“The nice part about being a pessimist is that you are constantly being either proven right or pleasantly surprised.” George Will
Optimism is dangerous when it causes you to:
- Lose motivation. When you only imagine a bright future, you’ve attained your goal in your mind. The result is lost motivation. Positive fantasies about the future causes people to relax too much. (The Atlantic)
- Overlook potential problems. (Selective inattention.)
- Underestimate the effort required to attain goals.
- Believe you control things that are outside your control.
How to resolve the negative realities of positive thinking:
#1. Believe you can make things better, not perfect.
Making a big difference begins with believing you can make a small difference.
#2. Practice defensive pessimism.
Along with imagining success, imagine what might go wrong. “Defensive pessimists, for example, tend to fret a great deal about upcoming stressors such as job interviews or major exams, and they overestimate their likelihood of failure. Yet this worrying works for these individuals, because it allows them to be better prepared.” (Scientific American)
#3. Prioritize action.
Any dream you can’t act on today is a silly fantasy. Imagined success is fuzzy. What one small thing must you accomplish today in order to achieve your dream?

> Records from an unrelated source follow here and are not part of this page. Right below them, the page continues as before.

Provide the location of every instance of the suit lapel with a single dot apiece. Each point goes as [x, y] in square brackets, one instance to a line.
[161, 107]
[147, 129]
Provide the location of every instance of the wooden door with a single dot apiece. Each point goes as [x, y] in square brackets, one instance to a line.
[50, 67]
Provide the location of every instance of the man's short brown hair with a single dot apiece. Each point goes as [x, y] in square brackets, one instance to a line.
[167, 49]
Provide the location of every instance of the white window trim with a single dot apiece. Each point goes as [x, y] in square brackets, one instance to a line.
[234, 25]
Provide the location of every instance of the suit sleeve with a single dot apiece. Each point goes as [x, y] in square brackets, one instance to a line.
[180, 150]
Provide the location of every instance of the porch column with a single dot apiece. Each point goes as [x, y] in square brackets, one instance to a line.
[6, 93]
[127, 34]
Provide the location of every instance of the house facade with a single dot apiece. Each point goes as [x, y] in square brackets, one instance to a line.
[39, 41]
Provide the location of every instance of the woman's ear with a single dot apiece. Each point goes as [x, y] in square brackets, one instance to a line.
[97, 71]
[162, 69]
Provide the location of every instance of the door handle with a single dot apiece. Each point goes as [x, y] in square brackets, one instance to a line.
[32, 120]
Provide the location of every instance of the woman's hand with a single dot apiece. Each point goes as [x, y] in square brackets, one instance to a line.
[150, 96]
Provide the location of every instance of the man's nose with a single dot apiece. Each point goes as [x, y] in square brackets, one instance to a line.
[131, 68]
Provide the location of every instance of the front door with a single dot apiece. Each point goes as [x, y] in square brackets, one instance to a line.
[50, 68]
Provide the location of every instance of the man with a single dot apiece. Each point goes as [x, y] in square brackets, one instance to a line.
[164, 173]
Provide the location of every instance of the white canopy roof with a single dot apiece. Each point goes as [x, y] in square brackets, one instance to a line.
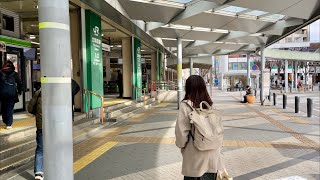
[215, 27]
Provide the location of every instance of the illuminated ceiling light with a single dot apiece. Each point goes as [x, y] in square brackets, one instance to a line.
[220, 31]
[201, 29]
[169, 39]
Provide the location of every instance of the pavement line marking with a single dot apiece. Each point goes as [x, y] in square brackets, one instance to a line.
[54, 25]
[276, 123]
[89, 158]
[55, 80]
[19, 124]
[227, 143]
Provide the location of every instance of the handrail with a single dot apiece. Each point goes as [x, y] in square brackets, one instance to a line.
[88, 92]
[144, 93]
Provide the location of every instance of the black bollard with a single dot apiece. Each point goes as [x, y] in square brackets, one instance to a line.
[296, 104]
[284, 103]
[309, 107]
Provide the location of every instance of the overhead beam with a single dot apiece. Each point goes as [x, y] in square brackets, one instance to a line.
[282, 24]
[153, 25]
[195, 9]
[232, 35]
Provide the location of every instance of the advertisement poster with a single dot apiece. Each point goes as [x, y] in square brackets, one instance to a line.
[137, 69]
[93, 66]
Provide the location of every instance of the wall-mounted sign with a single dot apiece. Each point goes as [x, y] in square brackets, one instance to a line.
[106, 47]
[3, 47]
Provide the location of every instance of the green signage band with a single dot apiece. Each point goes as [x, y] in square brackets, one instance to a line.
[137, 71]
[92, 64]
[15, 42]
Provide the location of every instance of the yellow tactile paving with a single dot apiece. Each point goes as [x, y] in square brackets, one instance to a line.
[27, 122]
[110, 102]
[87, 159]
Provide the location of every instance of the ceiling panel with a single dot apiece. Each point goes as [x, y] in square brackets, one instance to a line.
[246, 25]
[250, 40]
[206, 36]
[149, 12]
[303, 9]
[168, 32]
[273, 6]
[207, 20]
[173, 43]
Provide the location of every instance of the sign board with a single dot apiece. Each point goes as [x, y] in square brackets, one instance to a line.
[92, 64]
[106, 47]
[3, 47]
[266, 80]
[137, 69]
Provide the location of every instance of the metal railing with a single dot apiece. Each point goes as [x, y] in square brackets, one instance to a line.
[88, 92]
[144, 93]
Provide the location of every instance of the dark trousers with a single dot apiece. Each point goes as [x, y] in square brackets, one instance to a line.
[206, 176]
[7, 106]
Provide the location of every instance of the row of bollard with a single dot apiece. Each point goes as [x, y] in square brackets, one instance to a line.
[296, 103]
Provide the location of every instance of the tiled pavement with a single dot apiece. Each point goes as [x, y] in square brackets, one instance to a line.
[260, 143]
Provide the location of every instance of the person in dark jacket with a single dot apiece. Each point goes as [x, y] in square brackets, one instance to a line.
[75, 89]
[7, 103]
[120, 84]
[35, 108]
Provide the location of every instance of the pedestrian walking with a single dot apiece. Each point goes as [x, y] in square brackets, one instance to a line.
[199, 133]
[10, 90]
[35, 108]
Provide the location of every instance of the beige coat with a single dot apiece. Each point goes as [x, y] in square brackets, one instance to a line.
[195, 163]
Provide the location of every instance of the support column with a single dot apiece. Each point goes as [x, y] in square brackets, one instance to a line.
[263, 62]
[296, 75]
[179, 70]
[211, 80]
[54, 29]
[127, 67]
[191, 65]
[248, 70]
[154, 67]
[286, 82]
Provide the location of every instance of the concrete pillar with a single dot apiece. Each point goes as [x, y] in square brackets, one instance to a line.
[263, 64]
[54, 28]
[154, 67]
[248, 70]
[127, 67]
[211, 81]
[179, 70]
[191, 65]
[296, 75]
[75, 33]
[286, 82]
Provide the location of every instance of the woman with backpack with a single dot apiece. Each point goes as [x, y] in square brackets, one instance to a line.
[10, 90]
[199, 132]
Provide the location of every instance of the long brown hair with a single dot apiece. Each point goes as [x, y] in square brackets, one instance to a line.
[196, 91]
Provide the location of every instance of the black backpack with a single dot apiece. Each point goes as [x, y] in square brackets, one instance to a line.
[8, 87]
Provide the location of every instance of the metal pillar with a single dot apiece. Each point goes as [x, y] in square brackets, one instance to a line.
[296, 75]
[56, 89]
[179, 70]
[191, 65]
[248, 70]
[263, 62]
[211, 81]
[286, 82]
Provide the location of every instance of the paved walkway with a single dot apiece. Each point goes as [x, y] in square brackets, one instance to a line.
[260, 143]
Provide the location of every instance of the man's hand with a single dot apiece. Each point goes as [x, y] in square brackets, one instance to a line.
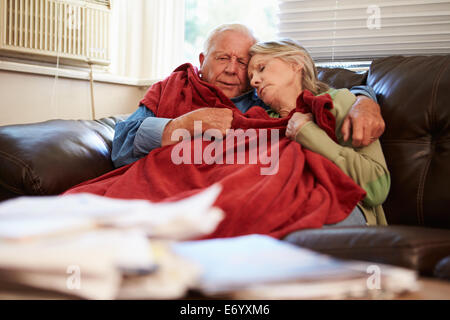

Maintain confidence that your attitudes and actions impact outcomes.
#4. Engage in critical self-reflection.
At the end of the day ask:
- What did I accomplish?
- How could I have done better?
- Where am I blaming instead of taking responsibility?
- What am I learning from failure? Success?
#5. Include others.
Explore next steps with people who actually get things done. Don’t ask a Doer how to reach the dream. Ask them how you should prepare.
What negative realities of optimism do you see?
How might leaders resolve the negative realities of optimism?